Menilai undang-undang perburuhan yang dikeluarkan selama Orde Lama dan tidak dicabut selama Orde Baru, James Castle, ketua Kamar Dagang Amerika di Jakarta, mengatakan,
"Contrary to public perception, labor law in effect during the Suharto era was one of the most pro-labor sets of legislation in the region" [Bertentangan dengan persepsi umum, hukum perburuhan yang berlaku selama era Soeharto adalah salah satu paket perundangan yang paling pro-buruh di Asia].
Penilaian di atas tidak meleset jika melihat substansi undang-undang di bidang perburuhan yang muncul selama orde lama.
Memang secara historis harus diakui bahwa gerakan buruh di Indonesia awalnya merupakan bagian penting gerakan nasionalis Indonesia secara keseluruhan. Karena oleh penjajah Belanda dimusuhi dinilai berbahaya secara politis, serikat buruh memperlihatkan orientasi politik yang makin kuat dengan menganggap bahwa satu-satunya jalan keluar dari penindasan dan kemiskinan yang dialami kaum buruh Indonesia adalah dengan menumbangkan rejim kolonial.
Gagasan penghapusan segala bentuk penindasan dan eksploitasi menjadi ide yang menyatukan gerakan buruh dalam gerakan revolusi kemerdekaan. Kendati penjajah Belanda telah dihalau dengan Proklamasi Kemerdekaan, gagasan ini tetap menjadi isu besar yang hidup di gerakan buruh.
Sejak awal, Pemerintah di Indonesia dianggap bertugas untuk melindungi buruh, menjunjung tinggi hak-hak buruh dan mengusahakan kondisi kerja yang baik. Dianggap sudah pantas bahwa pemerintah berdiri di pihak buruh dalam perjuangan mereka melawan eksploitasi dan penindasan.
Konteks di atas inilah yang bisa menjelaskan model akomodasi buruh-majikan-pemerintah semasa Orde Lama yang terlihat dari paket perundang-undangan yang dikeluarkan, seperti: Undang-Undang Kecelakaan, UU No.33 tahun 1947; Undang-Undang Kerja, UU No. 12 tahun 1948; UU No. 23 tahun 1948 tentang Pengawasan Perburuhan; UU No. 21 tahun 1954 tentang Perjanjian Perburuhan antara Serikat Buruh dan Majikan; UU No. 18 tahun 1956 tentang Persetujuan Konvensi ILO No. 98 mengenai Berlakunya Dasar-Dasar daripada Hak untuk Berorganisasi dan untuk Berunding Bersama; UU No. 22 tahun 1957 tentang Penyelesaian Perselisihan Perburuhan; dan UU No. 12 tahun 1964 tentang Pemutusan Hubungan Kerja di Perusahaan Swasta.

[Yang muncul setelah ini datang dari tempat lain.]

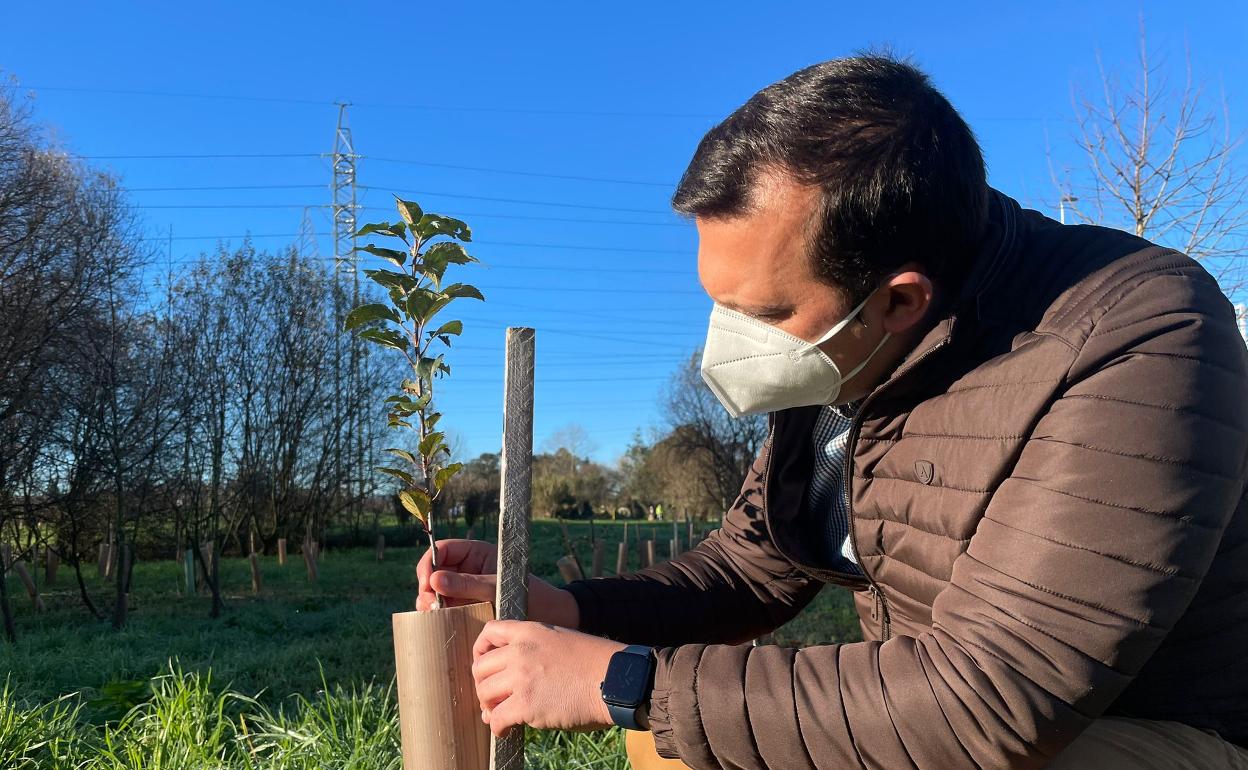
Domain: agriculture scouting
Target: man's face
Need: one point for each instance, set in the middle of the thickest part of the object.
(759, 265)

Substansi semua undang-undang ini memperlihatkan bahwa posisi gerakan buruh cukup dominan secara politis selama Orde Lama. Selama Orde Lama, banyak pemimpin serikat buruh duduk di parlemen. Bahkan hingga tahun
1956 terdapat Fraksi Buruh khusus di Parlemen yang anggotanya terdiri dari para pemimpin SOBSI.
Hampir semua undang-undang perburuhan Orde Lama memang pro-buruh yang secara kental mengungkapkan kesadaran bahwa kaum buruh adalah sokoguru pembangunan. Akan tetapi, model akomodasi seperti ini tidak sempat menunjukkan hasil maksimalnya karena secara politis Orde Lama telah ditumbangkan oleh rejim Soeharto dan karena tak tersedianya birokrasi pendukung yang memadai.
Aspek lain yang dapat menjelaskan kegagalan model akomodasi Orde Lama ini adalah karena masalah perburuhan (hubungan industrial) sangat dipolitisasi, dipandang pertama-tama sebagai soal memenangkan kekuasaan di Parlemen. Dengan pandangan seperti itu, target serikat buruh waktu itu juga bersifat politis dalam arti berkolaborasi dengan partai politik dan menguasai proses pembuatan perundang-undangan di parlemen. Ini terbukti dengan keberhasilan buruh membentuk Fraksi Buruh di Parlemen.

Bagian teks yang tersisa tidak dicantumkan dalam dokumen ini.